No one needed to say to Eunice that she could not leave her grandmother to be cared for by others while she went away to find her own happiness. She never even paused to consider the matter. It was impossible. Her lover thought quite otherwise, and pleaded with her with words which made her glad, and which hurt her sorely, but which did not move her from her purpose. Over one thing only she hesitated. Should she give him back his word before he went away?

“No,” said Dr Everett; “you are both young. Wait.”

And so she waited, and was not unhappy. No woman can be unhappy whose life is lived not to herself but to others. Her service was truly willing service, and was its own reward. She had cares many and heavy, weary nights and anxious days, but she had kind friends who took care for her and helped her; and her cares, and labours, and daily self-denials, and the hourly sight of her grandmother’s faith and patience, and of her joyful release at last, did for heart and soul more than many prosperous years of untroubled happiness could have done.

The long suffering came to an end at last. Her grandmother died, and Eunice was left so spent with doing and watching, and so glad for the blessed release of her whom she loved so well, that she hardly seemed to feel the pain of the bitter blow that smote her afterwards—at least that was what her friends whispered among themselves. Even Dr Everett took comfort in the thought that she might have outgrown her girlish fancy during these long years that had changed her into a woman. But Dr Everett did not know then that the news of his brother’s engagement and approaching marriage had come to her two days before it had reached him, and that during these two days no one but her paralytic grandfather had seen her face and heard her voice. Even the child Fidelia had been sent away “for a change,” as she had more than once been sent away during the last months of the grandmother’s life; and Eunice’s battle with herself—if there was a battle—had been fought alone.

But, whichever way it was, it was not a matter about which many words could be spoken. She made no moan and she claimed no sympathy. She was “just as usual,” as far as he could tell, Dr Everett said, in answer to his wife’s questions when he returned from his first visit to the house after the news had been received. Even to her old friend she had made neither complaint nor confession; but he knew that she suffered, though she kept silence.

“It will make it easier for Eunice in one way,” the neighbours said to one another. “Eunice could hardly have gone away while her grandfather lived, and this has made the path of duty plain before her.”

But whether “the path of duty” was rough or smooth to the weary feet of Eunice no one ever knew from her lips. She was not unhappy, that was certain. She had the daily and hourly care of her grandfather to fill her thoughts and occupy her hands, and when he died she had an easier time and could rest.
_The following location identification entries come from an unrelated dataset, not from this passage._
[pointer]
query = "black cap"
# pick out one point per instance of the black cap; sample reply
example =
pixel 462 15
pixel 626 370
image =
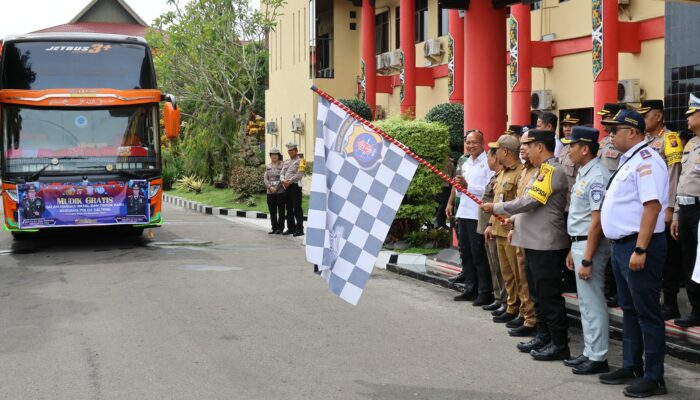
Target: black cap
pixel 611 109
pixel 582 134
pixel 629 118
pixel 648 105
pixel 571 118
pixel 538 135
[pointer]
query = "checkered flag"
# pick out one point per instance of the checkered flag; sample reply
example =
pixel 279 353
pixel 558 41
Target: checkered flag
pixel 359 180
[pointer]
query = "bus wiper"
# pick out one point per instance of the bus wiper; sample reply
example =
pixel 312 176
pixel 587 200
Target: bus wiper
pixel 54 161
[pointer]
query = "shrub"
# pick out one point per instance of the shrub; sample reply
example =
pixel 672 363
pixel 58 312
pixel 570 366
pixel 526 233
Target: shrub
pixel 360 108
pixel 428 140
pixel 451 115
pixel 247 181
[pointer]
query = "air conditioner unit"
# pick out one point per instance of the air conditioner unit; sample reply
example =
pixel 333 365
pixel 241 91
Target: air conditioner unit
pixel 541 100
pixel 432 48
pixel 297 125
pixel 629 91
pixel 395 59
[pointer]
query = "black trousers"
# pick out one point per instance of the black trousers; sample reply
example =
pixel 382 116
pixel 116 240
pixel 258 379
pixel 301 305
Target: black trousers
pixel 295 215
pixel 544 278
pixel 475 265
pixel 276 203
pixel 688 218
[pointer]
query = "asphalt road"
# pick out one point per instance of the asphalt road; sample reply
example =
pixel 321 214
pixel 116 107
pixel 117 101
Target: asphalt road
pixel 212 308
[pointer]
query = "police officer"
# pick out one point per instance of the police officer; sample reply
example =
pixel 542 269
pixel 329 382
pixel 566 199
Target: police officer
pixel 687 212
pixel 291 175
pixel 32 206
pixel 608 154
pixel 632 218
pixel 136 201
pixel 669 146
pixel 520 313
pixel 540 228
pixel 590 252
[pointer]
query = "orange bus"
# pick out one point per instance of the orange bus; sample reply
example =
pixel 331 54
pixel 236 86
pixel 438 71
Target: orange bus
pixel 81 132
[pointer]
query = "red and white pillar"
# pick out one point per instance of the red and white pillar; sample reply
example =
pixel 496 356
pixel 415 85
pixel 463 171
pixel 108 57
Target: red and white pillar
pixel 605 55
pixel 407 41
pixel 456 32
pixel 369 50
pixel 521 90
pixel 485 102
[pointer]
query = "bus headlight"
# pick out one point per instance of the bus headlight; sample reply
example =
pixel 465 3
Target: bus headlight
pixel 12 193
pixel 153 190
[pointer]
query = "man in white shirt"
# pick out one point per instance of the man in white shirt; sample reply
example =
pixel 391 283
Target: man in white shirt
pixel 631 217
pixel 473 173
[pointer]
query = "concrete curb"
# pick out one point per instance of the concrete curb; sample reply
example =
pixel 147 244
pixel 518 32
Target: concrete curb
pixel 211 210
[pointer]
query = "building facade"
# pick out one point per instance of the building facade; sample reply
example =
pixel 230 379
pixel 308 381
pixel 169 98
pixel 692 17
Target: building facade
pixel 506 61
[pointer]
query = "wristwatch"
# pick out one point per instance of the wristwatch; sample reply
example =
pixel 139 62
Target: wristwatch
pixel 639 250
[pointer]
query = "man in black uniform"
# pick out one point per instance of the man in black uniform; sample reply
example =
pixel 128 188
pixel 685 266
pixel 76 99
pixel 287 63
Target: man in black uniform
pixel 32 206
pixel 136 201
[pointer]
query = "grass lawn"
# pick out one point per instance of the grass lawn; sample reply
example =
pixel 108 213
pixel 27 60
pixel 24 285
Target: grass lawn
pixel 225 198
And she had Fidelia.

She had an easier life; but she could not sit idle at home, or go elsewhere for change or pleasure, as others might who had not their daily bread to earn. The means which her grandparents had provided for their old age had been nearly spent during their long illness. There was the house and garden and a field or two, and that was almost all; and Eunice chose to stay at home and make the best of them, rather than do any of the things which her friends were so ready to advise, and which she might have done. She might have nursed the sick, or taught a school, or worked with her capable hands or her clear head in one of the many ways open to New England girls; but she would not be separated from her sister, and she chose to stay at home.

“I will stay for awhile at least,” she said to Dr Everett when he spoke to her about her plans, and hinted that a change might be desirable for various reasons. “There is no hurry about it, I think; and just for the present I would rather stay at home.”

And the time had never come for her to go elsewhere, or to change her manner of life in any way, and it had lately been gradually revealing itself to her that the time could never come. She was beginning to say to herself: “That which I greatly feared has come upon me.”